Буржуазные правоведы утверждают, что буржуазное право строго охраняет и оберегает человеческое достоинство, жизнь и свободное развитие личности. Некоторые авторы говорят даже, что человек в капиталистическом обществе является центральным объектом защиты уголовного права. Но все они желаемое выдают за действительное. Бельгийский юрист С. Версель, к примеру, обращает в своих трудах внимание на относительный характер конституционных гарантий прав и свобод граждан: „Необходимо подчеркнуть следующее: формальные гарантии неспособны устранить неравенство, которое лежит в основе всякой политико-юридической системы, имеющей дискриминационный характер”78.
Народные массы в силу объективного роста своей организованности и сознательности все активнее начинают бороться за свои конституционные права и свободы. Чтобы противостоять этой борьбе, буржуазия и мобилизует военно-полицейский аппарат, вменяя ему в обязанность приучить массы „правильно” понимать и применять провозглашенные в конституциях демократические права и свободы, которыми индивид в буржуазном обществе „не должен злоупотреблять”. На полицию, стало быть, возлагается „бремя” удержать народ от „злоупотреблений” своими свободами и правами. На практике это звучит однозначно: полиция берет закон в свои руки.
Полицейский интервенционизм в сферу конституционных прав и свобод граждан все более расширяется. Полиция пребывает в состоянии постоянной конфронтации с широкими народными массами, со всеми передовыми и демократическими движениями. Формально провозглашенные конституционные права и свободы граждан в условиях буржуазного общества оказываются стесненными полицейскими рамками. Теперь уже нередко в буржуазной литературе прямо говорится о повышении общерегулирующей политической роли полиции. Автор одного из исследований рассматривает этот вопрос, беря за исходное положение о том, что „полиция каким-то образом вовлечена в политику”79. Можно встретить спокойные констатации, что сегодняшний капитализм — это „полицейское общество” („Policed Society”), а „социальный контроль” означает практически разные формы полицейского вмешательства в общественные процессы80.
Полиция, иначе говоря, предстает в современном капиталистическом обществе некоей экстраординарной силой, не стесненной в своих действиях даже конституционным законом.
Полиция широко используется в борьбе с забастовочным движением. В буржуазной юридической литературе даже ведутся дискуссии о степени участия полиции в борьбе против пикетирующих забастовщиков. В Великобритании, например, против пикетчиков нередко бросаются полицейские формирования численностью в 400–500 и более человек. Некоторые авторы призывают в таких случаях полагаться на „здравый смысл конфликтующих сторон”.

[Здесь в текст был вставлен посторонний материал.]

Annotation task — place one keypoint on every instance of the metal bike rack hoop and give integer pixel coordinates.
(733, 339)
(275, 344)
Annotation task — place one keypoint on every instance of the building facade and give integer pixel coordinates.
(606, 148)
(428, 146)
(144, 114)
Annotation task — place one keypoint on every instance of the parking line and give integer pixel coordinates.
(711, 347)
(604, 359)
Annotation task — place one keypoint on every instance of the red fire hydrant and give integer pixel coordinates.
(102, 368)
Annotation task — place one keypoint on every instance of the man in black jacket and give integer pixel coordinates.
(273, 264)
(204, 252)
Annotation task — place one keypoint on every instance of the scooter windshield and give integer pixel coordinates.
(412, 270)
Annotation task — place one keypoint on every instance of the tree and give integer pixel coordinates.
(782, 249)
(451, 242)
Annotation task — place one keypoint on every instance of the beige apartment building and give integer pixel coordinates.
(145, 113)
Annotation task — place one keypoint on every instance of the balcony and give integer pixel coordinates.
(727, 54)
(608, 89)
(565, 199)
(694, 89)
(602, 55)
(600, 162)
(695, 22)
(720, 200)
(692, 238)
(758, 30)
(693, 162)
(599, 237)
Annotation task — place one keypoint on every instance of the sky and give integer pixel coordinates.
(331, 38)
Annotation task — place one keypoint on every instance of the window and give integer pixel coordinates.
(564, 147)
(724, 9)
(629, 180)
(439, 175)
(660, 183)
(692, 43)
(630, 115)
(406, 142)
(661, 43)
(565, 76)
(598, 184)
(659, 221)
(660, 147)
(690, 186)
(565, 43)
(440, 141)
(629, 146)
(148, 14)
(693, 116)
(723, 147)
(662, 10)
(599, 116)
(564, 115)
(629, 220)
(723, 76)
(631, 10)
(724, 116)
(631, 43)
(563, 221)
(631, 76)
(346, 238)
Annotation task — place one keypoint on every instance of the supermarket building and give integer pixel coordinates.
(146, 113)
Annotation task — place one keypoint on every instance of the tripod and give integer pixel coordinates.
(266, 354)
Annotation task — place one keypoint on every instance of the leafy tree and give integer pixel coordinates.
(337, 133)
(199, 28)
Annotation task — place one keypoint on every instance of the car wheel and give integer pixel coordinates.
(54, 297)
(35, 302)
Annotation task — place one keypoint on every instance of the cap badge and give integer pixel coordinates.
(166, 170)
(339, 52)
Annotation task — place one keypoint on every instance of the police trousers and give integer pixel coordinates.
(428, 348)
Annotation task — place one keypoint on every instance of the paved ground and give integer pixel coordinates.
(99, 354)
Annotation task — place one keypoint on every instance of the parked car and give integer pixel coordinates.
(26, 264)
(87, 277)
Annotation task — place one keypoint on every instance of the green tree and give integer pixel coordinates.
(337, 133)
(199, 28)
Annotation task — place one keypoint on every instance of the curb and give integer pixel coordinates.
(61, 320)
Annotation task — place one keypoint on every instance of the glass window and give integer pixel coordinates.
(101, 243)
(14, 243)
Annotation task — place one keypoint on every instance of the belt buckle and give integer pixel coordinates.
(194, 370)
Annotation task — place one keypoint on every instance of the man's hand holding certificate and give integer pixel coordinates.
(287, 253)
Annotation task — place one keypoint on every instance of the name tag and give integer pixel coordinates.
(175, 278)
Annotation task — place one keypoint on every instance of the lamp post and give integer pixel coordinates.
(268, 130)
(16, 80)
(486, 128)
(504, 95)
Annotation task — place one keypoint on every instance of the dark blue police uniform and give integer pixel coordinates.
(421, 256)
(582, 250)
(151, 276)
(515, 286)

Не остается полиция нейтральной и в отношении „свободы шествий”, провозглашенной в буржуазных конституциях. Английский „Полис джорнел” в статье „Лондонская полиция и и политические демонстрации” сделал вывод, что столичная полиция не обладает всего-навсего „нужным образованием” для контроля за активными действиями больших скоплений людей. „В силу этого, — пишет автор, крупный полицейский чиновник, — не следует сетовать на полицию, если она применяет силу”81.
Американский политолог Г. Зинн, ссылаясь на первую поправку к Конституции США, которая устанавливает право граждан „мирно собираться и обращаться к правительству с петициями о прекращении злоупотреблений” констатирует: „Из всех конституционных прав это — самое хрупкое, суды могут интерпретировать его двояким образом, а полиция — это самое важное — нарушает его изо дня в день”82. Полицейские хорошо знают, как именно надо им „понимать” конституцию, и на практике поступают сообразно своему разумению. Французский административист Ж. Ведель, например, пишет: „Никакой нормативный акт не признает в буквальном смысле свободы манифестаций на улицах, и это понятно, так как улицы в принципе предназначены для передвижения, а не для выражения мнений”83. Ничто так не подрывает доверия к самой высокомудрой концепции, как зыбкость фактического фундамента, на котором она выстраивается.